IRF is used on Comware switches (and some routers as well now) to virtualize 2 or more devices as 1 virtual device.
This is a very convenient way to simplify the network setup and management. Although IRF is very easy in the daily use, we should not forget that it actually runs on multiple physical switches, so the under the hood, multiple switch ASICs and forwarding tables have to be kept in sync.
This post covers a scenario where IRF needs some additional configuration in order to make sure it still behaves as “1” switch.
Scenario: Layer2 MAC moves
Introduction of IRF MAC-Learning
When a PC is moved from a port on unit1 to a port on unit2, the MAC address of the PC will be removed when the link goes down, and will be learned again when the link on the port of unit2 comes up.
In the IRF display mac-address output, you would simply see the MAC on interface G1/0/1 first, and next on interface G2/0/1.
What you don’t see is the fact that both unit ASICs actually perform independent hardware based MAC learning.
So for the initial user on a port of unit1, the MAC address of the PC will be learned by unit2 on the internal IRF port, which is not shown in the display mac-address output (which simply shows the external ports, not the internal IRF ports).
When the PC is moved to a port on unit2, unit2 will learn the MAC on G2/0/1, but unit1 will learn the MAC on the internal IRF port again.
While this works fine for normal scenario’s, it can be challenging in combination with wireless APs configured for local forwarding.
Wireless AP with local forwarding connected to IRF
Let’s assume there is an IRF system with 2 units, each of them has an AP connected to a local port.
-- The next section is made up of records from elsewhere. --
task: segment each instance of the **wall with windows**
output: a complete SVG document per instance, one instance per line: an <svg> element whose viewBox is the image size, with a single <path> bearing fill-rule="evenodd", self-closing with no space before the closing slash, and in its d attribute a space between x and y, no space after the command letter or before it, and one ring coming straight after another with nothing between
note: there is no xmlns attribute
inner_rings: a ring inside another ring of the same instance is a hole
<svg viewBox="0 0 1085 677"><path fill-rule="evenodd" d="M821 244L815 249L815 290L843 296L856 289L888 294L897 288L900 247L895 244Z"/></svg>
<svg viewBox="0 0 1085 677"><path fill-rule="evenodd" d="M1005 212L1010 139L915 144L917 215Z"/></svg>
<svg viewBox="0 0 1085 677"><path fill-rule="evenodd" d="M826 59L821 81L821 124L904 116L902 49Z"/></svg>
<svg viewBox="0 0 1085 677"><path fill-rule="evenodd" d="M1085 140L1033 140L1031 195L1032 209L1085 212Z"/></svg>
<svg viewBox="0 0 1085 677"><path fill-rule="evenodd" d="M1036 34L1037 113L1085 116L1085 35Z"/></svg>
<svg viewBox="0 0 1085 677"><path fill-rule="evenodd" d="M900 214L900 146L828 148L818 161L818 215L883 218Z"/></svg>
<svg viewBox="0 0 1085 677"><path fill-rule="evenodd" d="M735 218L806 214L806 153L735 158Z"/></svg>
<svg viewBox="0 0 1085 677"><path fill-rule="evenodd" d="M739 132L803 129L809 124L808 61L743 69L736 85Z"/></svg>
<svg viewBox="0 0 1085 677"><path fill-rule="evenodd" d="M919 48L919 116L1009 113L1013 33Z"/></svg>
Both APs are configured with the same SSID and perform local forwarding (local breakout).
A wireless PC is connected to AP1 (on unit1), so IRF unit1 will learn the user MAC on the AP port, e.g. G1/0/24. IRF unit2 will learn the user MAC on the internal IRF port.
When traffic arrives on the IRF system from an uplink port (assume a link-aggregation to e.g. a core switch) for this user, traffic can enter on unit1, and will be locally delivered. If traffic arrives through the uplink of unit2, it will be switched over the IRF port to unit1, who will deliver it to the user.
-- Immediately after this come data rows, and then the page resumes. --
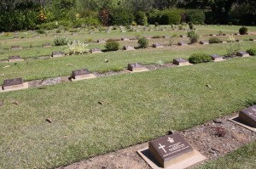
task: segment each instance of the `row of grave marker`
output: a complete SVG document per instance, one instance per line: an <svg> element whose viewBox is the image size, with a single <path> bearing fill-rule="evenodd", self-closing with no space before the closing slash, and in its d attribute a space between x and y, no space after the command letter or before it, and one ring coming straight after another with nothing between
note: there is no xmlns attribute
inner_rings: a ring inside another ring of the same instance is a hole
<svg viewBox="0 0 256 169"><path fill-rule="evenodd" d="M240 51L236 53L237 56L241 57L249 57L250 55L243 51ZM221 61L224 60L223 56L219 56L218 54L212 54L212 61ZM191 65L189 60L185 59L174 59L172 61L173 65ZM128 70L130 72L139 72L139 71L146 71L148 70L145 66L143 66L140 63L135 64L128 64ZM89 78L95 78L96 76L90 73L88 69L76 70L72 71L72 76L70 78L71 81L79 81ZM22 78L16 79L9 79L3 82L3 85L2 86L2 92L8 92L12 90L19 90L23 88L27 88L27 82L24 83Z"/></svg>
<svg viewBox="0 0 256 169"><path fill-rule="evenodd" d="M229 120L256 132L256 105L241 110ZM153 169L183 169L207 159L177 132L152 140L148 148L137 152Z"/></svg>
For this scenario, we will focus on the first example: traffic destined to the wireless user enters the IRF through an uplink of unit1.
Impact of Wireless roaming
Now the user roams from AP1 to AP2.
The wireless device has for instance a unicast session with continuous traffic with a device connected behind the core switch (traffic through the link-aggregation uplink).
At the moment the device roams, there is no physical link state change on the IRF system, since the AP port will remain online.
Unit2 will now learn the MAC address of the user through the local port of AP2 (e.g. G2/0/24), so the unit2 MAC tables will be updated. The unicast session to the uplink device will still work, since the MAC of the target device is still on the uplink link-agg.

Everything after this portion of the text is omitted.